= Dana Montlack =

American interdisciplinary artist

Dana Montlack is an American interdisciplinary artist whose installations and photographic works incorporate scientific data and microscopic imagery. Her work often results from collaborations with scientific and academic institutions, including the Scripps Institution of Oceanography.

== Education ==
Montlack received a Bachelor of Fine Arts in sculpture from the University of California, Santa Cruz and earned a Master of Fine Arts in mixed media from the Otis Parsons College of Art and Design.

== Career and practice ==
Montlack's practice utilizes macro and microscopic photography to document natural systems and environmental data. Her work often takes the form of layered digital compositions and site-specific installations.

Critics have noted her work for its "scientific precision" and "highly refined aesthetic." Reviewing her work for Lenscratch, Aline Smithson described her process as "transform[ing] the actual physical world... into sensual abstractions that never quite lose their original referent," noting her method of re-interpreting underwater life into "painterly photo collages."

=== Institutional collaborations ===
From 2011 to 2014, Montlack collaborated with the Scripps Institution of Oceanography. This culminated in the exhibition Sea of Cortez, on view at the Museum of Contemporary Art San Diego (MCASD) through January 2014. The exhibition featured works inspired by marine research and the writings of John Steinbeck, described by critics as a "new taxonomy of place" created through the layering of source imagery.

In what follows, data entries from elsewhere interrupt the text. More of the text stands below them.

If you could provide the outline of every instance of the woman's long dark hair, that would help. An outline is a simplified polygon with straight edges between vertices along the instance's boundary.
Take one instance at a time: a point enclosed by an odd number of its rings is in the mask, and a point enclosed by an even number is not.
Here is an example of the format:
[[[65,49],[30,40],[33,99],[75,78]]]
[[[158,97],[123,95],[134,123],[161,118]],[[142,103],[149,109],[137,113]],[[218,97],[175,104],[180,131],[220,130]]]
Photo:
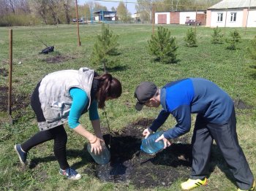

In 2017, she participated in Weather on Steroids: The Art of Climate Change Science, an exhibition organized by the La Jolla Historical Society and the San Diego Central Library. Her installation for the project, Seeing Through Water, Seeing Through Weather, visualized the effects of CO2 buildup on marine biodiversity and was developed in collaboration with Scripps scientists including Alexander Gershunov.

In 2022, Montlack was selected for the Artists, Writers, and Scholars program by the University of Georgia's Marine Extension and Georgia Sea Grant. This grant supported a collaboration with Georgia Institute of Technology biologist Joel Kostka to visualize climate impacts on coastal ecosystems.

In 2024, Montlack participated in the International Ocean Discovery Program (IODP) "School of Rock" workshop aboard the JOIDES Resolution. In 2025, she exhibited in Preternatural at Spruill Gallery in Atlanta alongside artist Pam Longobardi.

=== Public art and installations ===
In 2018, Montlack contributed to the collaborative installation Ocean Tunnel, which debuted at Burning Man and was subsequently exhibited at the Scripps Institution of Oceanography in 2019.

In 2024, the Town of Hilton Head Island commissioned Montlack for the Shelter Cove Sculpture Trail. She installed three site-specific sculptures, Marsh, Forest, and Ocean, composed of kiln-fired glass panels. The works incorporate light-reactive layered imagery of local flora and fauna.

== Collections ==
Montlack’s work is held in permanent public and institutional collections, including:
- Museum of Contemporary Art San Diego
- San Diego Public Library: Acquired by the City of San Diego Commission for Arts and Culture for the North University Branch Library in 2013.